When the rider arrived, he said, “O Ummu ‘Aqeel! May you be blessed with immense reward for (observing patience on the loss of your son,) ‘Aqeel.” Ummu ‘Aqeel responded, “Woe to you! Has my son passed away?” The man confirmed that he had indeed passed away, to which she asked, “What caused his death?” The man answered, “The camels crowded around him (in a stampede), pushing him into a well.”

Ummu ‘Aqeel then said to the man, “Please attend to the needs of these people.” He thus dismounted from the camel, slaughtered a sheep, prepared it with salt and served it to us. We thus ate, while marvelling at the sabr (patience and composure) of Ummu ‘Aqeel.

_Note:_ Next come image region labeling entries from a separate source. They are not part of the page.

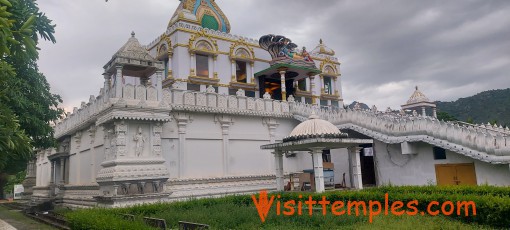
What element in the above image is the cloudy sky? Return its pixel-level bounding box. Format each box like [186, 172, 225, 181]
[38, 0, 510, 110]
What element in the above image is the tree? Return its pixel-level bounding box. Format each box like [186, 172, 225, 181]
[437, 111, 458, 121]
[0, 0, 63, 198]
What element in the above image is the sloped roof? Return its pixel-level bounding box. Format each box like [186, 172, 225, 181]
[284, 114, 346, 141]
[407, 86, 430, 104]
[312, 39, 335, 56]
[113, 32, 156, 62]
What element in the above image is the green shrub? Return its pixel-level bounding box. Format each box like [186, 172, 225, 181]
[66, 186, 510, 229]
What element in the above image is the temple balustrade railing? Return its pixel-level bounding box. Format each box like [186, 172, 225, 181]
[54, 84, 292, 139]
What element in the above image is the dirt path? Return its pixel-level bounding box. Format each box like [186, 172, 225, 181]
[0, 205, 55, 230]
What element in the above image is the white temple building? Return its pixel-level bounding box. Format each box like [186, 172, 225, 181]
[25, 0, 510, 207]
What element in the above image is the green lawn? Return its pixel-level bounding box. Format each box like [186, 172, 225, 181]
[0, 205, 55, 230]
[63, 186, 510, 230]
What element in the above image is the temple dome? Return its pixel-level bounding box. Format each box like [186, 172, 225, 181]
[407, 86, 430, 104]
[283, 114, 346, 141]
[312, 39, 335, 56]
[168, 0, 230, 33]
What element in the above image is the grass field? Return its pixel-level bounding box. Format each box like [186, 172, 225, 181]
[66, 186, 510, 229]
[0, 205, 55, 230]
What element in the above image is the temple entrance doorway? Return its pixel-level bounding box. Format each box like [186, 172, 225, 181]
[358, 144, 376, 187]
[259, 75, 295, 101]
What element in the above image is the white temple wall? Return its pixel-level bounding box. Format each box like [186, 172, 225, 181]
[183, 139, 223, 178]
[374, 140, 510, 186]
[162, 113, 306, 179]
[36, 150, 55, 186]
[172, 46, 191, 81]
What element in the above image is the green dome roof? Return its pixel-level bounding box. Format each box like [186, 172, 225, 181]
[202, 14, 220, 30]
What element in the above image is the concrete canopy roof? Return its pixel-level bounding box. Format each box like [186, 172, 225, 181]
[260, 137, 374, 151]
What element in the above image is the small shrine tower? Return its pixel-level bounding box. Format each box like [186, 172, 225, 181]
[402, 86, 437, 117]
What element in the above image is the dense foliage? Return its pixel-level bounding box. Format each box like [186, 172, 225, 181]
[0, 0, 63, 198]
[437, 88, 510, 126]
[66, 186, 510, 229]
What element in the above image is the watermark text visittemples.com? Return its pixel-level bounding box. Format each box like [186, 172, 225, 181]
[251, 191, 476, 223]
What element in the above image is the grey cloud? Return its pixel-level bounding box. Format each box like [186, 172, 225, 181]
[38, 0, 510, 109]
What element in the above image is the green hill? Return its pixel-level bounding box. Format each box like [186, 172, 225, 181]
[436, 88, 510, 126]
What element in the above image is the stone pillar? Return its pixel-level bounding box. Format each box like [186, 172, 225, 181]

After we completed the meal, she asked us, “Tell me, are any of you well-versed with the book of Allah Ta‘ala (i.e. the Quraan Majeed)?” When I replied that I was, she said, “Please recite to me some verses from the book of Allah Ta‘ala through which I may take solace.”

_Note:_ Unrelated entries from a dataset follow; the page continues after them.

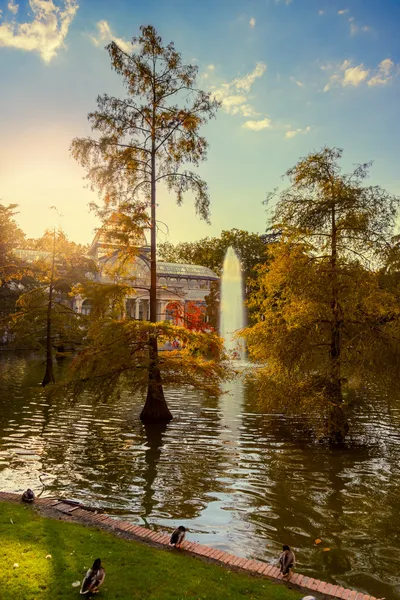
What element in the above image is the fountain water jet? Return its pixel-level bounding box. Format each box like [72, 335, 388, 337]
[220, 246, 246, 360]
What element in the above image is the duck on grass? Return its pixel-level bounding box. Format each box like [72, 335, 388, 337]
[0, 501, 301, 600]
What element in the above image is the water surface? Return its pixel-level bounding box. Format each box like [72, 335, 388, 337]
[0, 353, 400, 600]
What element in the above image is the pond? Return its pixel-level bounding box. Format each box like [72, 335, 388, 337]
[0, 353, 400, 600]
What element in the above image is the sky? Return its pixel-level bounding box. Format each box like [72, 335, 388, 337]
[0, 0, 400, 243]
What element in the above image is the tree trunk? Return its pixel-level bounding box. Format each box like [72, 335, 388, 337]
[326, 199, 349, 444]
[42, 229, 56, 387]
[330, 204, 343, 404]
[140, 142, 172, 423]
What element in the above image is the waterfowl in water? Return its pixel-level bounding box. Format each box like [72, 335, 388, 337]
[21, 488, 35, 502]
[279, 544, 296, 577]
[169, 525, 186, 548]
[80, 558, 106, 595]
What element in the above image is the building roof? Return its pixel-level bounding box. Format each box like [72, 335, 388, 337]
[13, 248, 52, 262]
[157, 261, 219, 279]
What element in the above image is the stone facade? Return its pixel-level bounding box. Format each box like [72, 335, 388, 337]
[73, 236, 219, 323]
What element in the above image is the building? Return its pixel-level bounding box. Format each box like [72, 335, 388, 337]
[73, 231, 219, 323]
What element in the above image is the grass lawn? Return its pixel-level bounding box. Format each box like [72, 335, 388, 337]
[0, 502, 301, 600]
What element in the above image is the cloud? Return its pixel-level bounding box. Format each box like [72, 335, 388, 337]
[0, 0, 78, 63]
[7, 0, 19, 15]
[368, 58, 395, 86]
[285, 125, 311, 140]
[90, 21, 133, 54]
[290, 76, 304, 87]
[342, 65, 369, 87]
[242, 117, 272, 131]
[211, 62, 267, 117]
[338, 8, 372, 35]
[324, 58, 395, 92]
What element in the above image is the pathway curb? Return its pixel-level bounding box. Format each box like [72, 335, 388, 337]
[0, 492, 378, 600]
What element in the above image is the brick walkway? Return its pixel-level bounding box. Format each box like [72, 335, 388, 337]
[0, 492, 377, 600]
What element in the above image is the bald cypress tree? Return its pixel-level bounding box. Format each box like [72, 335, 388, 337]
[72, 25, 219, 423]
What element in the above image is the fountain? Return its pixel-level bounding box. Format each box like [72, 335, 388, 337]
[220, 246, 246, 361]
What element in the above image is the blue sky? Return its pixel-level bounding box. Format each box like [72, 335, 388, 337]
[0, 0, 400, 242]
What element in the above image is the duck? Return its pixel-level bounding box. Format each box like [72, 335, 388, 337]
[169, 525, 186, 548]
[21, 488, 35, 502]
[79, 558, 106, 595]
[279, 544, 296, 577]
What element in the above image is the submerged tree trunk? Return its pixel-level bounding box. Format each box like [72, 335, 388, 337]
[330, 204, 343, 404]
[327, 198, 349, 444]
[140, 143, 172, 423]
[42, 230, 56, 387]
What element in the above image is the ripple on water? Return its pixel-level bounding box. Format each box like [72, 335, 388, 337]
[0, 357, 400, 600]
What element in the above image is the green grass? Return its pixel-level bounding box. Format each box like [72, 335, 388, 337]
[0, 502, 301, 600]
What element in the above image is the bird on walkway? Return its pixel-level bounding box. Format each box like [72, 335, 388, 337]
[21, 488, 35, 502]
[169, 525, 186, 548]
[80, 558, 106, 595]
[279, 544, 296, 577]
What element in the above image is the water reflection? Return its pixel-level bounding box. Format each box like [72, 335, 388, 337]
[0, 356, 400, 600]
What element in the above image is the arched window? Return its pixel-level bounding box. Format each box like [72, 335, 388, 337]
[82, 300, 92, 315]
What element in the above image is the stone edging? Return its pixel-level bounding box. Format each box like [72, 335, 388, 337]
[0, 492, 378, 600]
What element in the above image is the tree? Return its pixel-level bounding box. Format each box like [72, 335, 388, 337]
[72, 25, 219, 422]
[245, 148, 400, 441]
[0, 203, 25, 332]
[11, 229, 95, 386]
[59, 315, 231, 400]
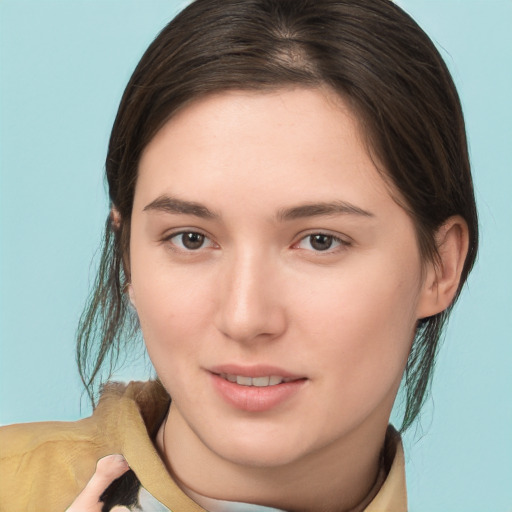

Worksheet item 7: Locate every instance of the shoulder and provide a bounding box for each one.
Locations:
[0,419,101,511]
[0,382,169,512]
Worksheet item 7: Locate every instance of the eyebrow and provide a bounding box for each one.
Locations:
[143,195,374,222]
[143,195,220,219]
[277,201,375,221]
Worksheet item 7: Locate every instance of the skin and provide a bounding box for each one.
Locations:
[100,88,467,511]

I thus recited the following verses:

وَبَشِّرِ الصَّابِرِينَ ﴿١٥٥﴾ الَّذِينَ إِذَا أَصَابَتْهُم مُّصِيبَةٌ قَالُوا إِنَّا لِلَّـهِ وَإِنَّا إِلَيْهِ رَاجِعُونَ ﴿١٥٦﴾ أُولَـٰئِكَ عَلَيْهِمْ صَلَوَاتٌ مِّن رَّبِّهِمْ وَرَحْمَةٌ ۖ وَأُولَـٰئِكَ هُمُ الْمُهْتَدُونَ ﴿١٥٧﴾

And give glad tidings to the patients ones – those who when a calamity befalls them, they say, “Indeed to Allah Ta‘ala alone do we belong, and indeed to Him alone will we return.” Those – upon them are special blessings from their Rabb and Divine mercy, and those – they are the rightly-guided. (Surah Baqarah v155 – 157)

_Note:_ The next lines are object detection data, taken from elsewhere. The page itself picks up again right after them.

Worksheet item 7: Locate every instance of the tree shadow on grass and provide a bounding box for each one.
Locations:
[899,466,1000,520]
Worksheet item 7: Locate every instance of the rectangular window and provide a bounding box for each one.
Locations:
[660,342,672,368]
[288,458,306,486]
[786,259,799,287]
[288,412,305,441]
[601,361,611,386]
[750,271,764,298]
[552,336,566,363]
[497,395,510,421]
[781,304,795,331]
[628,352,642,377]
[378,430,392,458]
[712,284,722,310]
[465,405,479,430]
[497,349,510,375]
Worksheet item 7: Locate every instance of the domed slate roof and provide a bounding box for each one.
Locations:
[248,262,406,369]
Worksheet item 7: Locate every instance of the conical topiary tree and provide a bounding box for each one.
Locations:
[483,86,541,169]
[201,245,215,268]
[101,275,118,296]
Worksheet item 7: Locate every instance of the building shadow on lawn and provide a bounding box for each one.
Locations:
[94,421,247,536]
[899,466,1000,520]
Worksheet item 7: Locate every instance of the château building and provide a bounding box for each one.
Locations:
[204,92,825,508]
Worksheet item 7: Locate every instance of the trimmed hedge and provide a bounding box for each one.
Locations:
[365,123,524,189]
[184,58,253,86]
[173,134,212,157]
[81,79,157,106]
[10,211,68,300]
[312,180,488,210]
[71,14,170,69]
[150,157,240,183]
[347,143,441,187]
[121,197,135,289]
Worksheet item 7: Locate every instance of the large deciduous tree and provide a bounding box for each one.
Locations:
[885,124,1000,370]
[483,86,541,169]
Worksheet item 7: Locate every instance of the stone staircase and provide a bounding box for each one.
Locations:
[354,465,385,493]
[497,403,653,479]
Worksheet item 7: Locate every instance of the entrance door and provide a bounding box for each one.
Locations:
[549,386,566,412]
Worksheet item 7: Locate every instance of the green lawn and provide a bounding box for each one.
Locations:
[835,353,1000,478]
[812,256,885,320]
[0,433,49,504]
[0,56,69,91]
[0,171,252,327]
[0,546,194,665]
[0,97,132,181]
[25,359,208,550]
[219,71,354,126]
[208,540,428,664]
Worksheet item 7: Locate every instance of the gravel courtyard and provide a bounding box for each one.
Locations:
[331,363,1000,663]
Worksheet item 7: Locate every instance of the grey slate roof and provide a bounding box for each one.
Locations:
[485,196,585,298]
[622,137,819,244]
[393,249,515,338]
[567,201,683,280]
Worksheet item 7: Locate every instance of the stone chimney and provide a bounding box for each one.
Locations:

When Ummu ‘Aqeel heard these verses, she asked in wonder, “Is this really what is mentioned in the book of Allah Ta‘ala?” I replied, “By Allah! This is exactly what is mentioned in the book of Allah Ta‘ala!”

Ummu ‘Aqeel then said, “Assalaamu ‘alaikum,” and thereafter stood, performed two rakaats of salaah, raised her hands and made du‘aa in the following words, “It is to Allah Ta‘ala alone that we belong, and to Him alone that we will return, and it is from Allah Ta‘ala alone that I hope to receive reward for (exercising patience over the loss of) ‘Aqeel!” She repeated this du‘aa thrice, and then said, “O Allah! I have done what You have commanded me to do, so bless me with the abundant rewards that You have promised me!”

(Mir-aatul Jinaan vol. 2, pg. 50)


1. A Muslim, in every condition, turns his gaze towards Allah Ta‘ala and hopes for reward from Him. If he undergoes hardship, he exercises sabr (patience) and hopes for reward, and if he enjoys ease and comfort, then he expresses shukr (gratitude) and hopes for reward.

2. To feel sad and grieved over a tragedy is natural. However, such was the composure of Ummu ‘Aqeel that she did not lose herself in her sorrow, and still made arrangements for the meal of the guests. In the same way, if we are afflicted by a difficulty, we must ensure that it does not prevent us from fulfilling the rights of Allah Ta‘ala (e.g. salaah, etc.) and the rights we owe to people.

3. In Islam, purdah between strange men and women is extremely important. It is for this reason Ummu ‘Aqeel ensured that she maintained purdah with the two visitors, by making them turn away when she emerged from the tent to lay down the carpet.